Israel Nach 70 Jahren 70 Stunden Party

Die Israelis beginnen die Feiern zur Gründung ihres Staates 1948. Die Palästinenser erinnern indes an ihre Vertreibung.

Von Alexandra Föderl-Schmid, Tel Aviv

Es wird gefeiert, aber auch der Toten gedacht: eine Soldatin vor den Gräbern der für Israel Gefallenen auf dem Herzlberg in Jerusalem.

(Foto: Menahem Kahana/afp)

Das ganze Land ist übersät mit israelischen Fahnen. Seit Monaten wurden die Feiern zum 70. Jahrestag der Staatsgründung vorbereitet, am Rothschild Boulevard 16 im Zentrum von Tel Aviv drängten sich in den vergangenen Tagen Menschenmassen. Dabei hängt in diesem Museum nicht das Original, sondern nur eine Kopie der Unabhängigkeitserklärung. 35 Männer und zwei Frauen, unter ihnen Golda Meir, haben ihre Unterschrift darunter gesetzt und damit die Gründung des Staates Israel besiegelt.

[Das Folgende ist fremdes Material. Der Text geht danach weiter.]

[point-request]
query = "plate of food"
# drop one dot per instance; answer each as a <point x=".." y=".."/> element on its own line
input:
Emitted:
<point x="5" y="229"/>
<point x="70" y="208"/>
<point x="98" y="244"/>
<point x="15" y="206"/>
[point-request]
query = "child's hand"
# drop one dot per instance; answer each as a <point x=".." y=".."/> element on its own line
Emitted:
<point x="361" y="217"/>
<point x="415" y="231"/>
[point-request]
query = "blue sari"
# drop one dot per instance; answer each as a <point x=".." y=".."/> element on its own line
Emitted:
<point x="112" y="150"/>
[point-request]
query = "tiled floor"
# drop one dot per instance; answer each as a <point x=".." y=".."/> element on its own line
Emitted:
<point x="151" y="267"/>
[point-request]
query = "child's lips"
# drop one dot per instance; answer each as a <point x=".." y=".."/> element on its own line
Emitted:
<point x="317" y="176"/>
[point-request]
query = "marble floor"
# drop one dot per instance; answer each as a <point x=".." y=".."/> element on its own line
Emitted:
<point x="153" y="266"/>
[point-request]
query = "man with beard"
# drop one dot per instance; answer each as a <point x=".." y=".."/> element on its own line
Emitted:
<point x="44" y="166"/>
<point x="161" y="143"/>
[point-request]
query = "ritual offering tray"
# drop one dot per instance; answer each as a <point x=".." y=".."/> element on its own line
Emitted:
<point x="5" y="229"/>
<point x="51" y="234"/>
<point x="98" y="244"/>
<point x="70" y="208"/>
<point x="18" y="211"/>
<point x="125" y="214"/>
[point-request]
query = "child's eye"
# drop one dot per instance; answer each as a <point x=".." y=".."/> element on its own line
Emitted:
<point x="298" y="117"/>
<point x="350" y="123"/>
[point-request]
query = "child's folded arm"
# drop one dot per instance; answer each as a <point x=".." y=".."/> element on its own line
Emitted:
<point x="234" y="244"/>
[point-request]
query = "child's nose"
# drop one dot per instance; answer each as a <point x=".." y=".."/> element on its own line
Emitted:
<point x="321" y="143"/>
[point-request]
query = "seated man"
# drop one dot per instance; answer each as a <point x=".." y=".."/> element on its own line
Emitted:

Das Völkerbundmandat der Briten endete somit.

David Ben Gurion verlas die Erklärung, in der die es über die Ziele des Staates unter anderem heißt: "Er wird auf Freiheit, Gerechtigkeit und Frieden im Sinne der Visionen der Propheten Israels gestützt sein. Er wird all seinen Bürgern ohne Unterschied von Religion, Rasse und Geschlecht, soziale und politische Gleichberechtigung verbürgen. Er wird Glaubens- und Gewissensfreiheit, Freiheit der Sprache, Erziehung und Kultur gewährleisten." Nach 32 Minuten war der Akt in dem schmucklosen Bau, dem ehemaligen Wohnhaus des ersten Tel Aviver Bürgermeisters Meir Dizengoff, vorbei.

In den Geschichtsbüchern steht 14. Mai 1948 als Datum für die Staatsgründung

Dafür wurde in den Stunden danach gefeiert. Eine Wiederholung soll es in diesen Tagen geben mit einem Programm, das dem 70. Jahrestag Rechnung trägt. Die Feierlichkeiten erstrecken sich über 70 Stunden, unter anderem mit einer 70 Kilometer langen Strandparty quer durchs Land, Straßenfesten, Feuerwerken und Lichtshows. Am Mittwochabend erschallte an vielen Orten in ganz Israel das Lied "Hallelujah", mit dem das Land 1979 den Eurovision Song Contest gewonnen hatte.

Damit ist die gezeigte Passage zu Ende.